In FIG. 2 shows the qualitative characteristics of the mixture of recombinant triticaine-α protein, obtained by stirring the mixture at a temperature of individual ingredients -20°±2°C.

Implementation of the invention

The problem is solved in two stages.

the stage is obtaining a mixture of freeze-dried triticaine-α with excipients, which has satisfactory technological characteristics: grindability, flowability, dosability.

stage - obtaining a dosage form of triticaine-α in the form of solid hypromellose capsules.

At the first stage, the ability to form freeze-dried mixtures of triticaine-α in combination with mannitol, polyvinylpyrrolidone M.m. 12600 (PVP), polyvinyl alcohol (PVA), introduced both alone and in a mixture (Table 1), suitable for subsequent mixing with excipients.

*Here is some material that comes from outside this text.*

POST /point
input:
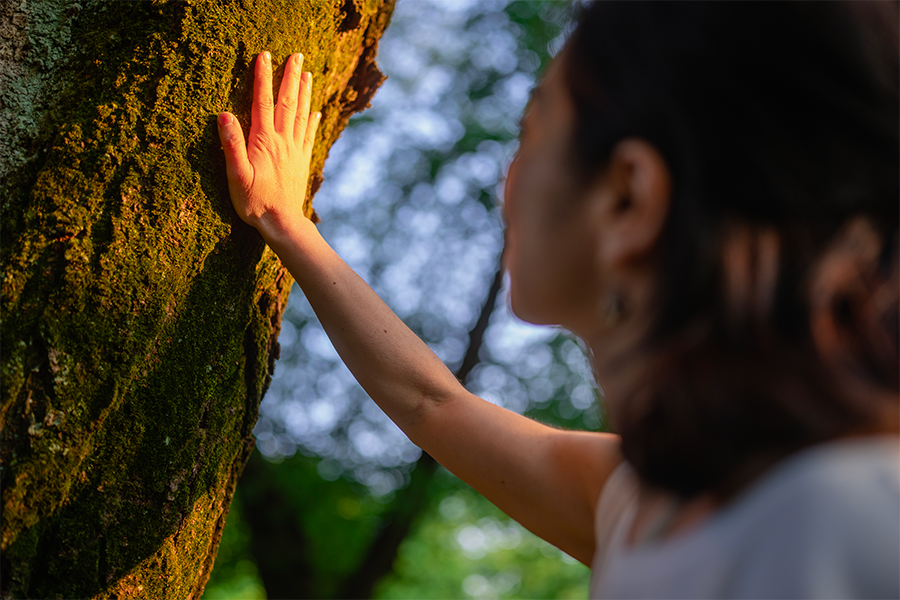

Samples were prepared as follows. Excipients were added to the samples concentrated on an Amicon cell with a PM-10 membrane (Millipore) followed by dialysis against phosphate-buffered saline (PBS, pH 7.4, 4°C, 18 h) in the ratios shown in Table 1. 1, thoroughly mixed until the latter were dissolved and poured into receivers for the purpose of subsequent lyophilization. The vessel was sealed with an adapter cap for fastening to a freeze dryer. Next, the mixture was frozen at -70°C (at least 2 h) in a Sanyo Ultra Low MDF-U3086S freezer (-70°C) and placed in a lyophilization unit (Jouan LP-3, France). The lyophilization process was carried out for 24 hours at an evaporator temperature of -50°C and a vacuum of 0.03-0.04 millibars.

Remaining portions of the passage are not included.